Krikit wrote:That is pretty much genius when you get right down to it, because think about it. when time changes, your location should too, because the earth is still moving...but your location shouldn't....only the time should change...but with all the stuff we see, when you travel time, you end up in the same location as when you started, just in a different time frame. But place should change too...but because the whole universe is moving, if you calculate the length of time, you should be able to "jump" right to a star some billions of years away, just because of the property of the moving universe, and changing time....
interesting not?
You forgot about a few things though, gravity permeates through all dimensions, even time. In
classical physics, it is not truly a force even though we call it one (the energy does not originate from particles) but what Einstein called gravity a space-time curvature. Even if time were to stop you wouldn't be weightless due gravity no longer becoming an affecting "force". Just as you said, the entire universe is moving. That alone is not attributed to gravity but also dark energy which causes the universe to expand at an ever increasing rate, however, it has been postulated by scientists that it is a property of space and also permeates through all its dimensions. If gravity or dark energy did originate from simply just particles that are similar to light then yes, you would be relocated due to the many forces affecting the universe during the "time-skip" and be sent just as you have noted.

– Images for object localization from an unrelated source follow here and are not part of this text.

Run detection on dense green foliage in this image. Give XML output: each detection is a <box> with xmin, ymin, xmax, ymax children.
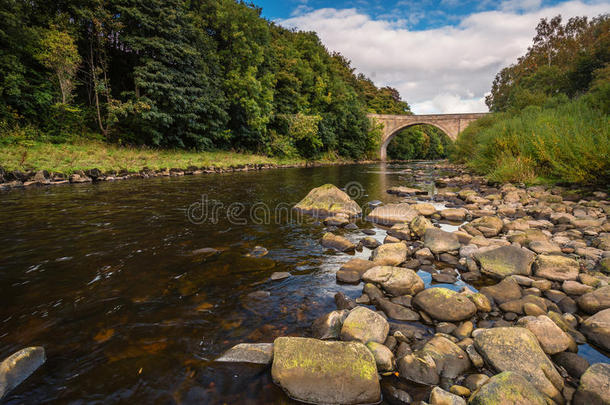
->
<box><xmin>387</xmin><ymin>125</ymin><xmax>454</xmax><ymax>160</ymax></box>
<box><xmin>486</xmin><ymin>15</ymin><xmax>609</xmax><ymax>113</ymax></box>
<box><xmin>0</xmin><ymin>0</ymin><xmax>410</xmax><ymax>159</ymax></box>
<box><xmin>454</xmin><ymin>14</ymin><xmax>609</xmax><ymax>185</ymax></box>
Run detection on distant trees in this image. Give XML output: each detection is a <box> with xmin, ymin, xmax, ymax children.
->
<box><xmin>486</xmin><ymin>14</ymin><xmax>609</xmax><ymax>113</ymax></box>
<box><xmin>0</xmin><ymin>0</ymin><xmax>410</xmax><ymax>159</ymax></box>
<box><xmin>387</xmin><ymin>125</ymin><xmax>453</xmax><ymax>160</ymax></box>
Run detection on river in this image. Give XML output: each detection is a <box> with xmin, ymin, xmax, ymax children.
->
<box><xmin>1</xmin><ymin>162</ymin><xmax>607</xmax><ymax>404</ymax></box>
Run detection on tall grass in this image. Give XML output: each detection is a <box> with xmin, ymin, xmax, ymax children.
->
<box><xmin>453</xmin><ymin>99</ymin><xmax>610</xmax><ymax>185</ymax></box>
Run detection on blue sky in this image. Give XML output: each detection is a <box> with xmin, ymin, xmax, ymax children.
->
<box><xmin>252</xmin><ymin>0</ymin><xmax>609</xmax><ymax>113</ymax></box>
<box><xmin>254</xmin><ymin>0</ymin><xmax>570</xmax><ymax>30</ymax></box>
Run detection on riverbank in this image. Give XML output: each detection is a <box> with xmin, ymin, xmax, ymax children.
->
<box><xmin>0</xmin><ymin>140</ymin><xmax>380</xmax><ymax>190</ymax></box>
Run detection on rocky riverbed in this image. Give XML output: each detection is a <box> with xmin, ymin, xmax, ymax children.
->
<box><xmin>216</xmin><ymin>167</ymin><xmax>610</xmax><ymax>404</ymax></box>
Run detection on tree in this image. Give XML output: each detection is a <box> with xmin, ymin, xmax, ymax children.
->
<box><xmin>35</xmin><ymin>26</ymin><xmax>81</xmax><ymax>104</ymax></box>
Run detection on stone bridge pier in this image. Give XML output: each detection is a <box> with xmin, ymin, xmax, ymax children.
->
<box><xmin>368</xmin><ymin>113</ymin><xmax>488</xmax><ymax>160</ymax></box>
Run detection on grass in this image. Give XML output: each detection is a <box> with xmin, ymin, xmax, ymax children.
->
<box><xmin>452</xmin><ymin>98</ymin><xmax>610</xmax><ymax>186</ymax></box>
<box><xmin>0</xmin><ymin>140</ymin><xmax>348</xmax><ymax>175</ymax></box>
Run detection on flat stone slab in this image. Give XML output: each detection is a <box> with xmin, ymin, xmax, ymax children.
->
<box><xmin>474</xmin><ymin>245</ymin><xmax>535</xmax><ymax>279</ymax></box>
<box><xmin>271</xmin><ymin>337</ymin><xmax>380</xmax><ymax>405</ymax></box>
<box><xmin>216</xmin><ymin>343</ymin><xmax>274</xmax><ymax>365</ymax></box>
<box><xmin>366</xmin><ymin>203</ymin><xmax>419</xmax><ymax>225</ymax></box>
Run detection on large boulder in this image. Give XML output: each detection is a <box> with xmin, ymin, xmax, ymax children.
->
<box><xmin>474</xmin><ymin>246</ymin><xmax>535</xmax><ymax>279</ymax></box>
<box><xmin>0</xmin><ymin>347</ymin><xmax>46</xmax><ymax>400</ymax></box>
<box><xmin>519</xmin><ymin>315</ymin><xmax>573</xmax><ymax>355</ymax></box>
<box><xmin>370</xmin><ymin>242</ymin><xmax>408</xmax><ymax>266</ymax></box>
<box><xmin>321</xmin><ymin>232</ymin><xmax>356</xmax><ymax>252</ymax></box>
<box><xmin>362</xmin><ymin>266</ymin><xmax>424</xmax><ymax>297</ymax></box>
<box><xmin>271</xmin><ymin>337</ymin><xmax>380</xmax><ymax>405</ymax></box>
<box><xmin>397</xmin><ymin>336</ymin><xmax>471</xmax><ymax>385</ymax></box>
<box><xmin>216</xmin><ymin>343</ymin><xmax>273</xmax><ymax>365</ymax></box>
<box><xmin>468</xmin><ymin>371</ymin><xmax>547</xmax><ymax>405</ymax></box>
<box><xmin>580</xmin><ymin>308</ymin><xmax>610</xmax><ymax>352</ymax></box>
<box><xmin>474</xmin><ymin>327</ymin><xmax>564</xmax><ymax>403</ymax></box>
<box><xmin>294</xmin><ymin>184</ymin><xmax>361</xmax><ymax>217</ymax></box>
<box><xmin>366</xmin><ymin>203</ymin><xmax>419</xmax><ymax>225</ymax></box>
<box><xmin>469</xmin><ymin>216</ymin><xmax>504</xmax><ymax>237</ymax></box>
<box><xmin>336</xmin><ymin>258</ymin><xmax>377</xmax><ymax>284</ymax></box>
<box><xmin>413</xmin><ymin>288</ymin><xmax>477</xmax><ymax>321</ymax></box>
<box><xmin>573</xmin><ymin>363</ymin><xmax>610</xmax><ymax>405</ymax></box>
<box><xmin>577</xmin><ymin>286</ymin><xmax>610</xmax><ymax>314</ymax></box>
<box><xmin>424</xmin><ymin>228</ymin><xmax>460</xmax><ymax>254</ymax></box>
<box><xmin>534</xmin><ymin>255</ymin><xmax>580</xmax><ymax>281</ymax></box>
<box><xmin>340</xmin><ymin>306</ymin><xmax>389</xmax><ymax>344</ymax></box>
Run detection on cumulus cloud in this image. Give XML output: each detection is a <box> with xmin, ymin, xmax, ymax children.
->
<box><xmin>279</xmin><ymin>1</ymin><xmax>609</xmax><ymax>113</ymax></box>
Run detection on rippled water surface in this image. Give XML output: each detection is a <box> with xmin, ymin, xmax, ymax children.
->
<box><xmin>1</xmin><ymin>162</ymin><xmax>607</xmax><ymax>404</ymax></box>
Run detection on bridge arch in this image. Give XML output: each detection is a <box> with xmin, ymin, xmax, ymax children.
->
<box><xmin>380</xmin><ymin>121</ymin><xmax>454</xmax><ymax>161</ymax></box>
<box><xmin>368</xmin><ymin>113</ymin><xmax>488</xmax><ymax>160</ymax></box>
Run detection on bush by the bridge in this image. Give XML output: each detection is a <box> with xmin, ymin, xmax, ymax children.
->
<box><xmin>453</xmin><ymin>97</ymin><xmax>609</xmax><ymax>185</ymax></box>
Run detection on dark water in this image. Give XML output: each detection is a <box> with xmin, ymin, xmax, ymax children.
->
<box><xmin>1</xmin><ymin>163</ymin><xmax>607</xmax><ymax>404</ymax></box>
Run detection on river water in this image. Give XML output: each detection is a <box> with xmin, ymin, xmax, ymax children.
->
<box><xmin>1</xmin><ymin>163</ymin><xmax>607</xmax><ymax>404</ymax></box>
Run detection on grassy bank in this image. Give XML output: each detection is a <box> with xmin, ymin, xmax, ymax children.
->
<box><xmin>0</xmin><ymin>140</ymin><xmax>347</xmax><ymax>175</ymax></box>
<box><xmin>452</xmin><ymin>99</ymin><xmax>610</xmax><ymax>186</ymax></box>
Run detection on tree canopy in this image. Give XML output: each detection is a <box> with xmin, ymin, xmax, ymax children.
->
<box><xmin>0</xmin><ymin>0</ymin><xmax>411</xmax><ymax>159</ymax></box>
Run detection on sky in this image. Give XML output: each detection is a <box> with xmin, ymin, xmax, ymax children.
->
<box><xmin>253</xmin><ymin>0</ymin><xmax>609</xmax><ymax>114</ymax></box>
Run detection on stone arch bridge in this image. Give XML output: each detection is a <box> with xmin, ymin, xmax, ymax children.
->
<box><xmin>368</xmin><ymin>113</ymin><xmax>488</xmax><ymax>160</ymax></box>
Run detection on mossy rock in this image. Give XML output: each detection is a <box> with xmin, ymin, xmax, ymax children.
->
<box><xmin>271</xmin><ymin>337</ymin><xmax>380</xmax><ymax>405</ymax></box>
<box><xmin>413</xmin><ymin>287</ymin><xmax>477</xmax><ymax>321</ymax></box>
<box><xmin>469</xmin><ymin>371</ymin><xmax>547</xmax><ymax>405</ymax></box>
<box><xmin>474</xmin><ymin>245</ymin><xmax>535</xmax><ymax>279</ymax></box>
<box><xmin>294</xmin><ymin>184</ymin><xmax>362</xmax><ymax>217</ymax></box>
<box><xmin>473</xmin><ymin>327</ymin><xmax>564</xmax><ymax>403</ymax></box>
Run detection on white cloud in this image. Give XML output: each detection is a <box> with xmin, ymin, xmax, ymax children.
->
<box><xmin>279</xmin><ymin>1</ymin><xmax>609</xmax><ymax>114</ymax></box>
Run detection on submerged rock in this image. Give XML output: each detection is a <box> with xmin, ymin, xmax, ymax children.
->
<box><xmin>0</xmin><ymin>347</ymin><xmax>46</xmax><ymax>400</ymax></box>
<box><xmin>271</xmin><ymin>337</ymin><xmax>380</xmax><ymax>405</ymax></box>
<box><xmin>216</xmin><ymin>343</ymin><xmax>273</xmax><ymax>365</ymax></box>
<box><xmin>321</xmin><ymin>232</ymin><xmax>356</xmax><ymax>252</ymax></box>
<box><xmin>413</xmin><ymin>288</ymin><xmax>477</xmax><ymax>321</ymax></box>
<box><xmin>294</xmin><ymin>184</ymin><xmax>362</xmax><ymax>217</ymax></box>
<box><xmin>474</xmin><ymin>327</ymin><xmax>564</xmax><ymax>403</ymax></box>
<box><xmin>468</xmin><ymin>371</ymin><xmax>547</xmax><ymax>405</ymax></box>
<box><xmin>474</xmin><ymin>245</ymin><xmax>535</xmax><ymax>279</ymax></box>
<box><xmin>336</xmin><ymin>258</ymin><xmax>377</xmax><ymax>284</ymax></box>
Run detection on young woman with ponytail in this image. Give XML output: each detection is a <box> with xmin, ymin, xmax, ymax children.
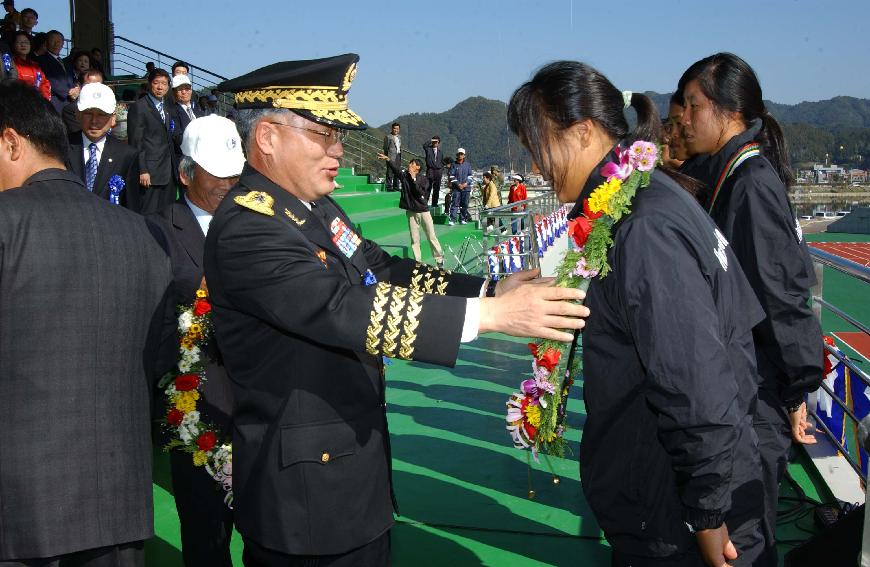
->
<box><xmin>509</xmin><ymin>61</ymin><xmax>766</xmax><ymax>567</ymax></box>
<box><xmin>678</xmin><ymin>53</ymin><xmax>823</xmax><ymax>566</ymax></box>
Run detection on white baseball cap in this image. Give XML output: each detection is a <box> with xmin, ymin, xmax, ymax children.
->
<box><xmin>181</xmin><ymin>115</ymin><xmax>245</xmax><ymax>178</ymax></box>
<box><xmin>77</xmin><ymin>83</ymin><xmax>116</xmax><ymax>114</ymax></box>
<box><xmin>171</xmin><ymin>74</ymin><xmax>192</xmax><ymax>89</ymax></box>
<box><xmin>457</xmin><ymin>147</ymin><xmax>466</xmax><ymax>154</ymax></box>
<box><xmin>511</xmin><ymin>174</ymin><xmax>523</xmax><ymax>181</ymax></box>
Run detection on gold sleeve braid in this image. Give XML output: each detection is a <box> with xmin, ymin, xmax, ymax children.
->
<box><xmin>409</xmin><ymin>263</ymin><xmax>451</xmax><ymax>296</ymax></box>
<box><xmin>364</xmin><ymin>282</ymin><xmax>424</xmax><ymax>361</ymax></box>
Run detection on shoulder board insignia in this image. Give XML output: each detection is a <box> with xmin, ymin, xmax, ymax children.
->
<box><xmin>234</xmin><ymin>191</ymin><xmax>275</xmax><ymax>216</ymax></box>
<box><xmin>284</xmin><ymin>208</ymin><xmax>306</xmax><ymax>226</ymax></box>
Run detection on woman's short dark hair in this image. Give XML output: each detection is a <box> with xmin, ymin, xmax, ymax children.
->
<box><xmin>677</xmin><ymin>52</ymin><xmax>793</xmax><ymax>186</ymax></box>
<box><xmin>0</xmin><ymin>81</ymin><xmax>68</xmax><ymax>162</ymax></box>
<box><xmin>507</xmin><ymin>61</ymin><xmax>661</xmax><ymax>186</ymax></box>
<box><xmin>408</xmin><ymin>158</ymin><xmax>423</xmax><ymax>169</ymax></box>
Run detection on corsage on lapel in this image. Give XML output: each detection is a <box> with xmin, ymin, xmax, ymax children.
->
<box><xmin>108</xmin><ymin>175</ymin><xmax>125</xmax><ymax>205</ymax></box>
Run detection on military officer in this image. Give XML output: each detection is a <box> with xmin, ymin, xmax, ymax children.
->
<box><xmin>204</xmin><ymin>54</ymin><xmax>589</xmax><ymax>566</ymax></box>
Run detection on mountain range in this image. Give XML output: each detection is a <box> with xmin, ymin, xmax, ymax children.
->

Time travel does exist in classical physics as well, it is called time dilation which can arise by traveling near the speed of light or through the difference in gravitational potential (the lower the potential the slower time will pass) between different locations (this is why you hear astronauts in space aging more slowly than those on earth). In technicality we all experiencing time dilation naturally through the different attitudes and therefore different gravitation potentials making all of us "traveling through time" at different rates (although the difference is
extremely small in this case). If the gravitation potentials of earth could be amplified many times over (and of course you would probably turn to mush if you tried to use this method) it could appear as if time was fast forwarded relative to earth. Mind blowing isn't it? Traveling back in time is a different matter entirely and many scientist do not believe it is possible without breaking the laws of physics.